The project is the second to be funded and supported by NEURii. The first NEURii project, SCAN-DAN, uses brain scans and AI to predict dementia risk.

NEURii is a global collaboration between the pharmaceutical company Eisai, Gates Ventures, the University of Edinburgh, the medical research charity LifeArc and the national health data science institute Health Data Research UK.

Professor of Clinical Ophthalmology at the University of Edinburgh and NeurEYE co-lead, Baljean Dhillon, said: ‘The eye can tell us far more than we thought possible. The blood vessels and neural pathways of retina and brain are intimately related. But, unlike the brain, we can see the retina with the simple, inexpensive equipment found in every high street in the UK and beyond.’

Dr Dave Powell, chief scientific officer at LifeArc – one of the NEURii collaborators – said there was great potential in the work being done.

‘Harnessing the potential of digital innovations in this way could ultimately save the NHS more than £37m a year because the hope is that it will speed up the diagnosis and treatment of neurodegenerative conditions like dementia,’ he said.

Optometrist Ian Cameron, who runs Cameron Optometry in Edinburgh, said it made sense for opticians to take on the role of ‘GP of the eyes and monitor as much health as we can see’ because they saw the same people, year after year.

‘What is new is that, with AI, we can see even more, and that is extremely powerful,’ he said.
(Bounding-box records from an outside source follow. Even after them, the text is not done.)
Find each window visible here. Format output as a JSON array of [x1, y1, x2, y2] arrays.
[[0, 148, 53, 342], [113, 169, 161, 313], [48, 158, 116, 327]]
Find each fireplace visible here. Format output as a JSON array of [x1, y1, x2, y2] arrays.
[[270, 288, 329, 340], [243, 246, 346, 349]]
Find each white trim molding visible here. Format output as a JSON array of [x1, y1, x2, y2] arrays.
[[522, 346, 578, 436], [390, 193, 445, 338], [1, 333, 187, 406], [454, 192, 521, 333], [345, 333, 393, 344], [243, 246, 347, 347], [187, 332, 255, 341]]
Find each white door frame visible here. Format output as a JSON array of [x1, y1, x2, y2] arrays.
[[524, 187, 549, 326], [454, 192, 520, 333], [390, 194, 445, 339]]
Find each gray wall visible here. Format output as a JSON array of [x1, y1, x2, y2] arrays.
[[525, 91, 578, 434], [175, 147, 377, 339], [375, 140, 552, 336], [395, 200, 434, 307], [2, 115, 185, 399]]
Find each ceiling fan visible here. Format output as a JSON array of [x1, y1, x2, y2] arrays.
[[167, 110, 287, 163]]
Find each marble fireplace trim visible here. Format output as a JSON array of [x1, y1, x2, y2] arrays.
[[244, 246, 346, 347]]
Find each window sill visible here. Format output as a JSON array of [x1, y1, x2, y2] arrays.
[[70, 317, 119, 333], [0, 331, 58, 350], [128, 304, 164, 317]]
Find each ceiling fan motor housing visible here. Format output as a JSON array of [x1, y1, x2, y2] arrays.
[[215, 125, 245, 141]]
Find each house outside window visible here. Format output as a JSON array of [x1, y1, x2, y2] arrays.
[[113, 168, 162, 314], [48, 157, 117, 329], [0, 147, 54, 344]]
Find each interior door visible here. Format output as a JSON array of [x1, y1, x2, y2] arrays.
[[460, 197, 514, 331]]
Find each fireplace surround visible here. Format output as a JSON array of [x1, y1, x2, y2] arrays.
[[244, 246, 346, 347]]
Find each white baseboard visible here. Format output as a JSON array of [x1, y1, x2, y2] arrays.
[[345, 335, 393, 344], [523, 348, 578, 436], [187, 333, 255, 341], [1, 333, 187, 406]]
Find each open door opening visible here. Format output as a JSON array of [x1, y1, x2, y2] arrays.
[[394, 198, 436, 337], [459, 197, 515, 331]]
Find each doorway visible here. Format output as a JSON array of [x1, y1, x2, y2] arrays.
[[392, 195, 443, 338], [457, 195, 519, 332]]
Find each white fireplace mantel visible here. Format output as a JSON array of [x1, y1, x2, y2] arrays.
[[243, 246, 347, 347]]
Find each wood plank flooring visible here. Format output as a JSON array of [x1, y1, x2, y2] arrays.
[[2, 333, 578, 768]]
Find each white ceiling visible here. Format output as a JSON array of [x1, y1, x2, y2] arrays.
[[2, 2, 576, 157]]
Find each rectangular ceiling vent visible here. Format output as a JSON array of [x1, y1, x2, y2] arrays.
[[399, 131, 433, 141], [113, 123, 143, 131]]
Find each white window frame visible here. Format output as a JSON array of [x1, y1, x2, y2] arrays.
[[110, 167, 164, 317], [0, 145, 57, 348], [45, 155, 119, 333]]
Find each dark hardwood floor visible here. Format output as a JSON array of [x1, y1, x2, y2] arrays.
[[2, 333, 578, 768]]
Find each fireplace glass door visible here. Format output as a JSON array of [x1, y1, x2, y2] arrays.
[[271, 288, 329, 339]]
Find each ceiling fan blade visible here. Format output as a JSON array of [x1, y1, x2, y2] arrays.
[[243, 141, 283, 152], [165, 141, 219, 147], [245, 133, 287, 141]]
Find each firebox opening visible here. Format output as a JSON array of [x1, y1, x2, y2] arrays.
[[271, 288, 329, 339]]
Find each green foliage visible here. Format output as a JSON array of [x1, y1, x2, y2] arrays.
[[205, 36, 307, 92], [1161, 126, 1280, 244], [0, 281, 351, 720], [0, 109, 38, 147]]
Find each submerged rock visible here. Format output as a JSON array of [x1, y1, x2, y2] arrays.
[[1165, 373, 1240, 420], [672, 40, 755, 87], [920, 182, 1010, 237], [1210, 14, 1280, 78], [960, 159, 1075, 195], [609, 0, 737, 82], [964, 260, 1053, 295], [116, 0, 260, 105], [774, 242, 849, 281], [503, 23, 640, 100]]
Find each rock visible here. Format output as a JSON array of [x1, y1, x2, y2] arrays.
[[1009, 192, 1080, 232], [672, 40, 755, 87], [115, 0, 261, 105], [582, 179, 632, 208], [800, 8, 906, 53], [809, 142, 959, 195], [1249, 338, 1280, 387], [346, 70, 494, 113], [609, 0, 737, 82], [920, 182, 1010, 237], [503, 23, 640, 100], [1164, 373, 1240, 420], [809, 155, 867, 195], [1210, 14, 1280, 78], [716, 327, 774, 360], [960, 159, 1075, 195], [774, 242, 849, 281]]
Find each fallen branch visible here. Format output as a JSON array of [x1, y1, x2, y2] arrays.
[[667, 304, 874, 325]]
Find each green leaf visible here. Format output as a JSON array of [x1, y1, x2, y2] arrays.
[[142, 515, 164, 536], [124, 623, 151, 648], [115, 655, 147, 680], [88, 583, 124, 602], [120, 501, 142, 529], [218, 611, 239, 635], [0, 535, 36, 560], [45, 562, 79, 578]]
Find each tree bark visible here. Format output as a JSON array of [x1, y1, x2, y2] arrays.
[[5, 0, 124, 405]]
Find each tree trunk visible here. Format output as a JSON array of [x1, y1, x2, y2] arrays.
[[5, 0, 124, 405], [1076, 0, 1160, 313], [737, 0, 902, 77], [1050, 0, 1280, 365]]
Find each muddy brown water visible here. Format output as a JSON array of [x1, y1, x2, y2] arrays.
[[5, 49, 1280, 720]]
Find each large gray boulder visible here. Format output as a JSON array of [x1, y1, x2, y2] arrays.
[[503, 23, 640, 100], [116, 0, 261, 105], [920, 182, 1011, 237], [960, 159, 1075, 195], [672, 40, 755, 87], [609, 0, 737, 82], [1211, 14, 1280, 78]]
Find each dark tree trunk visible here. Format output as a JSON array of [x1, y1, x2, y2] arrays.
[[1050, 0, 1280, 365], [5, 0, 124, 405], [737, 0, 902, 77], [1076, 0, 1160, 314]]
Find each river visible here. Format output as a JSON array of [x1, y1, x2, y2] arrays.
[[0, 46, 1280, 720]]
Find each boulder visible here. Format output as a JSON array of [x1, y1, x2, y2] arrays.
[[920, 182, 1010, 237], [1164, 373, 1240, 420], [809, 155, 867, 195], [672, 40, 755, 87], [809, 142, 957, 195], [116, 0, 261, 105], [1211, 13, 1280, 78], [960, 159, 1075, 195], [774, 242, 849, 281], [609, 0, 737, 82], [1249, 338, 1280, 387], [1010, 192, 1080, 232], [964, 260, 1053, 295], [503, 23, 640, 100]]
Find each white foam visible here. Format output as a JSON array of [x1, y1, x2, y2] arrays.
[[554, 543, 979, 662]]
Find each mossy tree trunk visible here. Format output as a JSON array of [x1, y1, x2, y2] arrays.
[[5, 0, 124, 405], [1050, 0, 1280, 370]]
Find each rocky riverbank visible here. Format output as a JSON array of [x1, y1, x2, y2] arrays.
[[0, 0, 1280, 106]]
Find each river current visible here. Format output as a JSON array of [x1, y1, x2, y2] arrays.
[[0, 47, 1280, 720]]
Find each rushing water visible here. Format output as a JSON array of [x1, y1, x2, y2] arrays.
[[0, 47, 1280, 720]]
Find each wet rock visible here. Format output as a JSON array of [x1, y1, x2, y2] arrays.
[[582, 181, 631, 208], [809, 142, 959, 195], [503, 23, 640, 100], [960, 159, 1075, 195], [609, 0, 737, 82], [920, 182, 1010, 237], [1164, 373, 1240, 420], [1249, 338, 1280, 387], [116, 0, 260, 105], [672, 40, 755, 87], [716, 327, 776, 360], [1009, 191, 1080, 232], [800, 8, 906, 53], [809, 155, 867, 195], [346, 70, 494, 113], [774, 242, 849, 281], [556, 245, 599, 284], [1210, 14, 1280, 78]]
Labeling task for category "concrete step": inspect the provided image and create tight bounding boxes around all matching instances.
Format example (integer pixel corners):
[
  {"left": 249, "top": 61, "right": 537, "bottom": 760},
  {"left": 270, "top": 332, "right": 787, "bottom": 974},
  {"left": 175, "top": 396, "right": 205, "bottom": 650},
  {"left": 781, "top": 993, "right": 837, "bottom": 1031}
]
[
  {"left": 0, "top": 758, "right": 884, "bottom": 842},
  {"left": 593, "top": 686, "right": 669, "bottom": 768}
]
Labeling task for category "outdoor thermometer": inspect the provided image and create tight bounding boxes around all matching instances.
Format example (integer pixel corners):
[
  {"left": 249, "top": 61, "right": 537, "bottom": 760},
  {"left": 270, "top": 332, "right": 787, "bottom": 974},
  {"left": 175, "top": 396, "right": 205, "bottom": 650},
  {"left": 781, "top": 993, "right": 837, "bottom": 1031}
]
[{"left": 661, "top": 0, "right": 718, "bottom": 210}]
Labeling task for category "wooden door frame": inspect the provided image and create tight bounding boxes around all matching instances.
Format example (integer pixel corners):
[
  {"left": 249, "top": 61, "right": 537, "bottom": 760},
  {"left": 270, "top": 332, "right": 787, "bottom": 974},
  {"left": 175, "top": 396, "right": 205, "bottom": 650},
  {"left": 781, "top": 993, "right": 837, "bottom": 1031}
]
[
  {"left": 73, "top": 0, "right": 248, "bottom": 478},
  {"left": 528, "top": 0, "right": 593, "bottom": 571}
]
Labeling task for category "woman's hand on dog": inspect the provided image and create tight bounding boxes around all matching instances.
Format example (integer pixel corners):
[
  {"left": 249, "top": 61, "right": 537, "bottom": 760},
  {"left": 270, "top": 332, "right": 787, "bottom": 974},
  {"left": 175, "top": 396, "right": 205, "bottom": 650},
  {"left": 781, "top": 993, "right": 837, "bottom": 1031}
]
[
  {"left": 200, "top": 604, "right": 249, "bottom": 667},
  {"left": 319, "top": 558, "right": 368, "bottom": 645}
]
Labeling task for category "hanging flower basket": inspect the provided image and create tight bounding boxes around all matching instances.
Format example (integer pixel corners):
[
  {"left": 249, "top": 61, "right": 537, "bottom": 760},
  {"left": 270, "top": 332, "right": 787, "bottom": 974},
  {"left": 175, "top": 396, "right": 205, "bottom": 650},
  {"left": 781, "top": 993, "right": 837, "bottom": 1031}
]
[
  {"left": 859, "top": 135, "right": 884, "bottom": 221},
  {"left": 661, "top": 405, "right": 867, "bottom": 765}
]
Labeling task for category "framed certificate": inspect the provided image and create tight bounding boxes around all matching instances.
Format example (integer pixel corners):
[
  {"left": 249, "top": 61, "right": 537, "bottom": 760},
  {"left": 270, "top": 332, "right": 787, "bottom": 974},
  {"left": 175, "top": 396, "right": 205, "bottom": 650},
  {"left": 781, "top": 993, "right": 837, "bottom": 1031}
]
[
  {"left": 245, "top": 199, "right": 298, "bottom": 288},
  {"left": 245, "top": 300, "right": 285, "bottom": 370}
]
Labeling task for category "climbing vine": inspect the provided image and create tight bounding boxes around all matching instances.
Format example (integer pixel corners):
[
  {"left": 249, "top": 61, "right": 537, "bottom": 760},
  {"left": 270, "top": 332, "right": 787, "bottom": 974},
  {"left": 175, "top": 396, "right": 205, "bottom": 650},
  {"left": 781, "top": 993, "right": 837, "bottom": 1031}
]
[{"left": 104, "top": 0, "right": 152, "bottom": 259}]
Optometrists will be able to use the software subsequently developed as a predictive or diagnostic tool for conditions such as Alzheimer’s. Using it as a triage tool, they could then refer patients to secondary health services if signs of brain disease are spotted.

There is also the potential of using it as a way to monitor cognitive decline.

The data will be held safely in the Scottish National Safe Haven which provides a secure platform for the research use of NHS electronic data. This resource is commissioned by Public Health Scotland and hosted by the Edinburgh International Data Facility through EPCC at the University of Edinburgh.